Il existe un candidat plus prometteur que la délibération, parce que plus complet par sa richesse conceptuelle : la considération.

(Se) considérer

Il existe un candidat plus prometteur que la délibération, parce que plus complet par sa richesse conceptuelle : la considération. Sur un de ses pans, comme la conversation elle porte sur la façon dont on se parle, la façon dont on s’adresse aux autres. Pendant la crise des Gilets jaunes par exemple le manque de considération a souvent été déploré. Paradoxalement, cette plainte émanait parfois de personnes qui ne donnaient pas de gages pour leur façon à elles de considérer les autres. Quoi qu’il en soit la façon de s’adresser les uns aux autres importe. La considération va plus loin que le respect, par l’attention accordée. On peut d’ailleurs porter une réelle attention sans être forcément d’accord. Certains désaccords témoignent parfois d’une attention plus soutenue que des accords faciles, stratégiques ou superficiels. La considération peut alors être le résultats de cette adresse, du côté du récepteur, avec des expressions comme « j’ai été bien considéré ». Au-delà elle souligne une admiration, le mérite de « toute ma considération ».

Sur un autre pan, la considération est un examen attentif à toutes les dimensions d’un problème. On parle par exemple de considérations environnementales, éthiques, économiques, et de tout autre savoirs ou domaines. En politique des responsabilités doivent leur être associer. C’est d’ailleurs le déploiement de la carte de celles-ci qui permettent d’établir les liens pertinents avec le travail en mini-publics et les institutions existantes. La considération permet de voir large. Elle rend humble, puisque les points de vue sont restitués. Elle déconfine ces expériences qui risquent parfois de n’être que des laboratoires, tout en garantissant une réflexion sereine. Elle permet de passer de jugements hâtifs et critiques à des jugements « tout bien considéré ».

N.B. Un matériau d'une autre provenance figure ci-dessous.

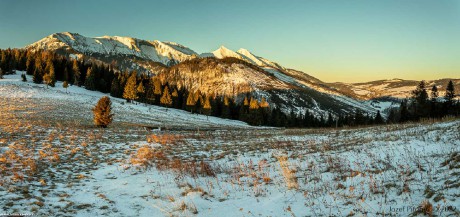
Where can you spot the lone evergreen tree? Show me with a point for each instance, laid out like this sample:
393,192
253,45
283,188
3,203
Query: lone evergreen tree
378,118
103,112
24,78
166,98
450,92
90,81
130,92
65,85
433,102
190,102
140,91
50,76
76,73
207,106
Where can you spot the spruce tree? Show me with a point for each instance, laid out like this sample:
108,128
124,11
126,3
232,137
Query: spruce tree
378,118
175,98
166,98
140,91
38,69
190,102
103,112
207,106
24,78
65,85
115,89
90,81
420,97
76,73
433,102
157,91
30,64
49,77
450,92
130,92
226,112
449,97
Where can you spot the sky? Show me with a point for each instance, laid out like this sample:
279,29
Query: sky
333,40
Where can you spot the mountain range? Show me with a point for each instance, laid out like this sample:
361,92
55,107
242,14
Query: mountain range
232,73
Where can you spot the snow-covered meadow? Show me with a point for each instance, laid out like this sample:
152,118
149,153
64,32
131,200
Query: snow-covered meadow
53,162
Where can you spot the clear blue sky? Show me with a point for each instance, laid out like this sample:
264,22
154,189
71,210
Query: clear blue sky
342,40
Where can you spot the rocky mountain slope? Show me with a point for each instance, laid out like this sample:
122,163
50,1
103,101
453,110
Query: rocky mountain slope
231,73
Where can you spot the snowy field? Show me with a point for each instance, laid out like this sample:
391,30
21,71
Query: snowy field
54,163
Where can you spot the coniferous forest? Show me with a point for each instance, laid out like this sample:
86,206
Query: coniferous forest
48,67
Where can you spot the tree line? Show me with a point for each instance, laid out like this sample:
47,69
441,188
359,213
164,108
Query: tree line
48,67
426,102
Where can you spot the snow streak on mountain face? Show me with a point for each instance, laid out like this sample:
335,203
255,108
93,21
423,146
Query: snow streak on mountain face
156,51
288,88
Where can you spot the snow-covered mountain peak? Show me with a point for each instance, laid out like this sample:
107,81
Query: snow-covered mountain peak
156,50
224,52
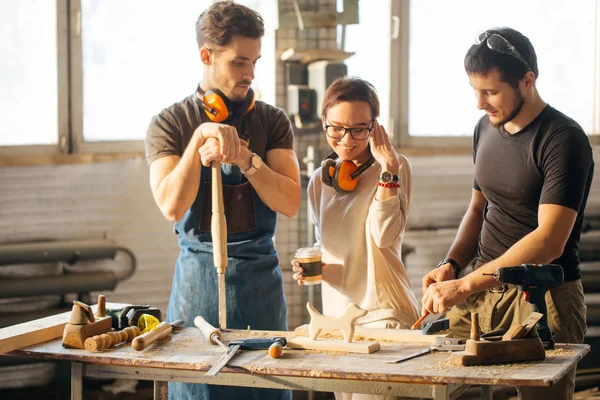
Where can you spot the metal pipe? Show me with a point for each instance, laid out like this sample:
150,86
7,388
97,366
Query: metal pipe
58,284
69,251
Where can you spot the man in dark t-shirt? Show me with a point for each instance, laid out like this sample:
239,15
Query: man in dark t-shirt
533,172
253,141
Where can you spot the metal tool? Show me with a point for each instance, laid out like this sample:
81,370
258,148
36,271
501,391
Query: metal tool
416,324
436,326
441,344
218,231
211,333
244,344
534,280
162,331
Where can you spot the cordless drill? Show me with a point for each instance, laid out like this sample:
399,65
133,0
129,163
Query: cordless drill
534,280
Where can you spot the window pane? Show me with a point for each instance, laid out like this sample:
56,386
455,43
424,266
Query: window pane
370,42
28,72
441,102
140,56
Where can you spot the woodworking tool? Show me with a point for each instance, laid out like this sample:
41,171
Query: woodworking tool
534,280
218,231
129,315
162,331
106,340
444,344
416,324
436,326
246,344
211,333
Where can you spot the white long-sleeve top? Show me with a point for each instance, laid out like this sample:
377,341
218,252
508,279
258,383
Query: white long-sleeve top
361,240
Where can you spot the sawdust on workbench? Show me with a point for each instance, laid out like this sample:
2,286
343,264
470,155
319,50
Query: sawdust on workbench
555,353
355,338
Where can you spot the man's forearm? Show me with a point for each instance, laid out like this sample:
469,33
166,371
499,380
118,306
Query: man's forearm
280,193
532,248
177,191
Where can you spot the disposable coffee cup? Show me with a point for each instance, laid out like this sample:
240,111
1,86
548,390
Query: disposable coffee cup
310,260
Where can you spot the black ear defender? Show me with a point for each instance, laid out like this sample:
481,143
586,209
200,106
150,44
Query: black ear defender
219,108
342,175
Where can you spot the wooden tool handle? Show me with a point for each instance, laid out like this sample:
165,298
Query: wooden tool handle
218,226
416,324
141,342
109,339
101,310
275,350
209,331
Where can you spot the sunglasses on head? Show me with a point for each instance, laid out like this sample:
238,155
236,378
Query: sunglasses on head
498,43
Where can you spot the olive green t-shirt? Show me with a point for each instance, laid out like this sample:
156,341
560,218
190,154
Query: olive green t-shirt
170,131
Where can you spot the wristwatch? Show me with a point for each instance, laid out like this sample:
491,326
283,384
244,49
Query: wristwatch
454,265
388,177
255,164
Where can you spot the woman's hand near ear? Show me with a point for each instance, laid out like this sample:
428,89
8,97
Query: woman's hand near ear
383,150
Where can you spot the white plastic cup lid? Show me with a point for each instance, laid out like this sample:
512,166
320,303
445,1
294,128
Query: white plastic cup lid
308,252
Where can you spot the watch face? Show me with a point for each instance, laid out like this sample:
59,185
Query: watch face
386,176
256,161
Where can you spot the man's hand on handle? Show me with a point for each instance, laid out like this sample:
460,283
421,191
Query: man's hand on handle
441,290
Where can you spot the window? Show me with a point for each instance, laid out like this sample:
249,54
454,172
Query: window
28,73
91,74
431,96
371,61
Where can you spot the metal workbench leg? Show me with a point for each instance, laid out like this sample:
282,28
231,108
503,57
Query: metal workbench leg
161,390
487,392
441,393
76,381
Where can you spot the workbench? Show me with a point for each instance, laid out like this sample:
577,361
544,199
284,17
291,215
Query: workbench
186,355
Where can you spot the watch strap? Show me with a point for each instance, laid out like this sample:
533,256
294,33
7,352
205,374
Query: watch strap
454,265
395,178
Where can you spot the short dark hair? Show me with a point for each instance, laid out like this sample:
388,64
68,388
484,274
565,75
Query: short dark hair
349,88
221,21
480,59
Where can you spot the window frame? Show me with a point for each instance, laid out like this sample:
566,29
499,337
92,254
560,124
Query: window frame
399,90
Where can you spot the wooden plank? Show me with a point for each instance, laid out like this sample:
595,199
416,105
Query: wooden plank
333,345
188,350
375,334
38,331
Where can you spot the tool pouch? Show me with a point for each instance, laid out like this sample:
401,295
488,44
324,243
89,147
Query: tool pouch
238,202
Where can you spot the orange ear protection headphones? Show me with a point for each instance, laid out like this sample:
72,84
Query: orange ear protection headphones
219,108
342,175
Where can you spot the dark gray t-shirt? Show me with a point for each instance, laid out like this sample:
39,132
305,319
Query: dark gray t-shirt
548,162
170,131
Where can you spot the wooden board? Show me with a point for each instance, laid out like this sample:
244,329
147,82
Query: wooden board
376,334
38,331
333,345
186,351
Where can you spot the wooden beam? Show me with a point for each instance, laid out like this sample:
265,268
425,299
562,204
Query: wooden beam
392,335
39,330
333,345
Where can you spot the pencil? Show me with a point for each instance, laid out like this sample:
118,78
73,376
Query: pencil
419,321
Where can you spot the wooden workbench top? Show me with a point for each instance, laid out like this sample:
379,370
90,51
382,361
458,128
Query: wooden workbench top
187,349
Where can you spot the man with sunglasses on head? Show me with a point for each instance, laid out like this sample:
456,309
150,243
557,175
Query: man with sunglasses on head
533,171
260,177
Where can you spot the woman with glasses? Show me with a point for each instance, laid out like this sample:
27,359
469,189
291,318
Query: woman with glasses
360,218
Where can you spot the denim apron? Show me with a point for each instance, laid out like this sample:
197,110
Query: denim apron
253,279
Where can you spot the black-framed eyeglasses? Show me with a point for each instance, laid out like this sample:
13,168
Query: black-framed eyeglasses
498,43
357,133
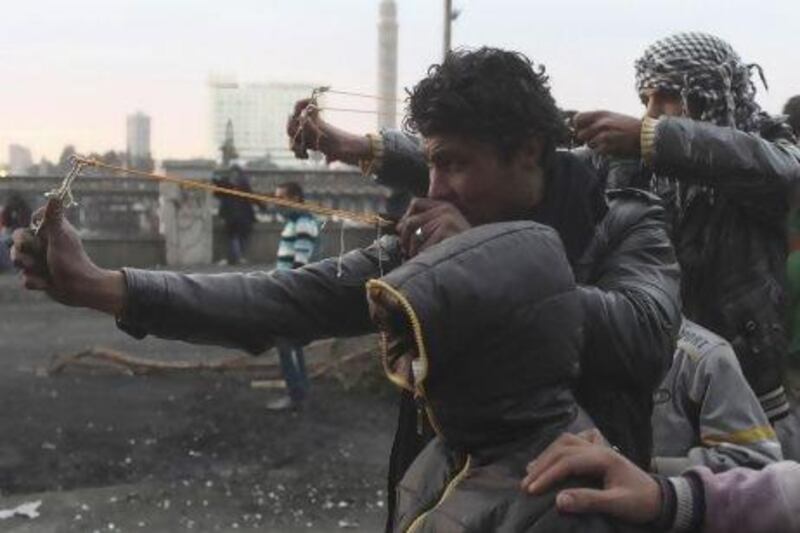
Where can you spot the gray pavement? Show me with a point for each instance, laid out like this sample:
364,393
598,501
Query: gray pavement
112,452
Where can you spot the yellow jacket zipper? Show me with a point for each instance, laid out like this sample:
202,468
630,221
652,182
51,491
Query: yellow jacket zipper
417,523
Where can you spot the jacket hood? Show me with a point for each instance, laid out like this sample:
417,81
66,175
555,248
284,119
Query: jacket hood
485,329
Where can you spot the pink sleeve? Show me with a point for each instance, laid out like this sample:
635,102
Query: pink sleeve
747,500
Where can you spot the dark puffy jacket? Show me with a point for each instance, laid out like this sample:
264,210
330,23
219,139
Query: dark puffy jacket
727,193
492,361
628,285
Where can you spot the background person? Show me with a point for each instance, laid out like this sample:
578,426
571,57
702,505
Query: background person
298,240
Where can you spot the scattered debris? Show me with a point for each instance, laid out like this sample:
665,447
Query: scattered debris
25,510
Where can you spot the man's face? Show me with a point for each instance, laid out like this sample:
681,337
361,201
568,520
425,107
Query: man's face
283,193
659,102
472,176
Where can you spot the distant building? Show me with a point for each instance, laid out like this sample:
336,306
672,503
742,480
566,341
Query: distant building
138,141
257,112
387,65
19,160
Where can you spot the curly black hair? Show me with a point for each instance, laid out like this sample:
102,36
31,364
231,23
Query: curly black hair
489,94
792,111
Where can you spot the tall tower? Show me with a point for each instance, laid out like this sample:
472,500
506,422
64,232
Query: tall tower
138,140
387,65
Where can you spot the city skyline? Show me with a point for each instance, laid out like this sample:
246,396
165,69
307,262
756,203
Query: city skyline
65,85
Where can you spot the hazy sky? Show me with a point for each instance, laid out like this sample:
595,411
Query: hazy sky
73,70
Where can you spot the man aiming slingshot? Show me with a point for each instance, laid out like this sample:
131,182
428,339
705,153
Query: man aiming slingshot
491,145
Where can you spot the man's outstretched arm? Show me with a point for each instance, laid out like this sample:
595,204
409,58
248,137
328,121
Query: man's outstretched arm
240,310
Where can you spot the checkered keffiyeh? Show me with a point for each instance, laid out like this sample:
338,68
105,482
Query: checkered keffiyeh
702,66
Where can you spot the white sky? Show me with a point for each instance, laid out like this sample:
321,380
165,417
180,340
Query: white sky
72,70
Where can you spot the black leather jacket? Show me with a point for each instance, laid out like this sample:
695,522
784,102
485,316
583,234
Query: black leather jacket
492,360
727,193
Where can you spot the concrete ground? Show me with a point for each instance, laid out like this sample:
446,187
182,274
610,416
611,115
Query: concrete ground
104,451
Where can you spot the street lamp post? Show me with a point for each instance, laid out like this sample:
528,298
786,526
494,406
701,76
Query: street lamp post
448,20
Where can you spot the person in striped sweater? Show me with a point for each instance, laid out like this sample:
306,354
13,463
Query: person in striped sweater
298,240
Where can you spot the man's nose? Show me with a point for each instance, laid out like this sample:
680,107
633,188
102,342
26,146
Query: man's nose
439,187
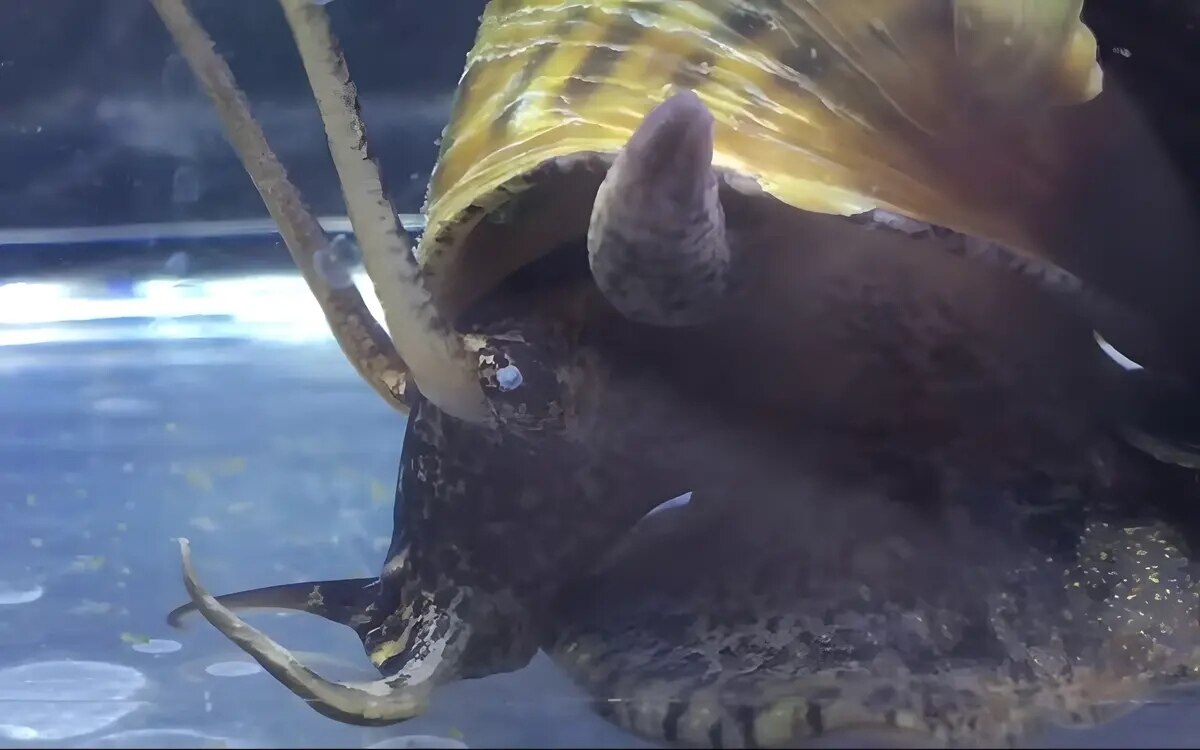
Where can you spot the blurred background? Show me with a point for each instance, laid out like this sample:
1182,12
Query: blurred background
155,343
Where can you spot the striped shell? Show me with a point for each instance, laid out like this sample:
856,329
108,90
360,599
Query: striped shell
921,107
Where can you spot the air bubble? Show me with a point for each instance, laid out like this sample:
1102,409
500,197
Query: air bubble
157,646
233,669
509,378
52,701
418,741
185,185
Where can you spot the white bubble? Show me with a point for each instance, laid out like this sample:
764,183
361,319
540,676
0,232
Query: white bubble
19,594
418,741
52,701
162,738
157,646
509,378
185,185
233,669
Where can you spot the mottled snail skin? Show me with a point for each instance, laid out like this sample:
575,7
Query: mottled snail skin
826,106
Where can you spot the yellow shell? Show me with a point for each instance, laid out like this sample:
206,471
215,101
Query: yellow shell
929,108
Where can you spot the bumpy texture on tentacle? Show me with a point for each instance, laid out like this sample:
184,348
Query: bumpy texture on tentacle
363,340
657,243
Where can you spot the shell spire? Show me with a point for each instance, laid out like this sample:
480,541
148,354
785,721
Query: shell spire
935,109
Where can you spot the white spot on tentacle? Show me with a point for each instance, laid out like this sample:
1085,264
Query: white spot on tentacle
1126,364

Conversation, délibération et considération, avec les promesses pratiques qu’on peut déduire de ces concepts, sont les meilleures garanties pour lutter contre la critique comme défiance, ou le ressentiment, tout en ne renonçant pas aux garanties démocratiques institutionnelles et à leur équilibre. C’est sur ces terrains là qu’une participation qualifiée de citoyenne peut tenter de compléter ce qui manquerait aux débats publics, aux sondages d’opinion ou aux débats politiques de représentants et d’élus.